Because of its scenes of intensely sadistic graphic violence, the movie was extremely controversial upon its release, and remains banned in several countries to this day. It is widely regarded as one of the most disturbing films ever made. Pasolini was killed shortly before Salò was released.
Production
Salò transposes the setting of De Sade's book from 18th century France to the last days of Mussolini's regime in the Republic of Salò. However, despite the horrors that it shows (rape, torture, and mutilation), it can barely touch the perversions listed in the book, which include extensive sexual and physical abuse of children.
While the book provides the most important foundations of Salò, the events in the movie draw as much on Pasolini's own life as on de Sade's novel. Pasolini spent part of his early twenties in the Republic of Salò.

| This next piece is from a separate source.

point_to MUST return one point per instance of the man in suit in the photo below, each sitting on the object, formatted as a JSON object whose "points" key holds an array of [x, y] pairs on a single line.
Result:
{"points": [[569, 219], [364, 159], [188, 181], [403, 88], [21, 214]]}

During this time he witnessed a great many cruelties on the part of the Fascist collaborationist forces of the Salò Republic. Pasolini’s life followed a strange course of early experimentation and constant struggle. Growing up in Bologna and Friuli, Pasolini was introduced to a great many leftist examples in mass culture from an early age. He began writing at age seven, heavily under the influence of French poet Arthur Rimbaud. His writing quickly began to incorporate certain aspects of his personal life, mainly dealing with constant familial struggles and moving from city to city.
After studying major literary giants in high school, Pasolini enrolled in the University of Bologna for further education. Many of his memories of the experience led to the conceptualization of Salò. He also claimed that the film was highly symbolic and metaphorical; for instance, that the coprophagia scenes were an indictment of mass-produced foods, which he labeled "useless refuse."
Although his career, in both film and literature, was highly prolific and far-reaching, Pasolini dealt with some major constants within his work. His first published novel in 1955 dealt with the concept of pimps and scandals within a world of prostitution. The reception of this first novel, titled Ragazzi di vita, created much scandal and brought about subsequent charges of obscenity.
One of his first major films, Accattone (1961), dealt with similar issues and was also received by an unwelcoming audience, who demanded harsher codes of censorship. It is hard to quickly sum up the vast amount of work which Pasolini created throughout his lifetime, but it becomes clear that so much of it focused around a very personal attachment to subject matter, as well as overt sexual undertones.
Plot and themes
Salò (the film's common abbreviation) occurs in the Republic of Salò, the Fascist rump state established in the Nazi-occupied portion of Italy in 1944. The story is in four segments loosely parallel to Dante's Inferno: the Anteinferno, the Circle of Manias, the Circle of Feces, and the Circle of Blood.
Four men of power, the Duke (Duc de Blangis), the Bishop, the Magistrate (Curval), and the President agree to marry each other's daughters as the first step in a debauched ritual. With the aid of several collaborator young men, they kidnap eighteen young men and women (nine of each sex), and take them to a palace near Marzabotto. Accompanying them are four middle-aged prostitutes, also collaborators, whose function in the debauchery will be to recount erotically arousing stories for the men of power, and who, in turn, will sadistically exploit their victims.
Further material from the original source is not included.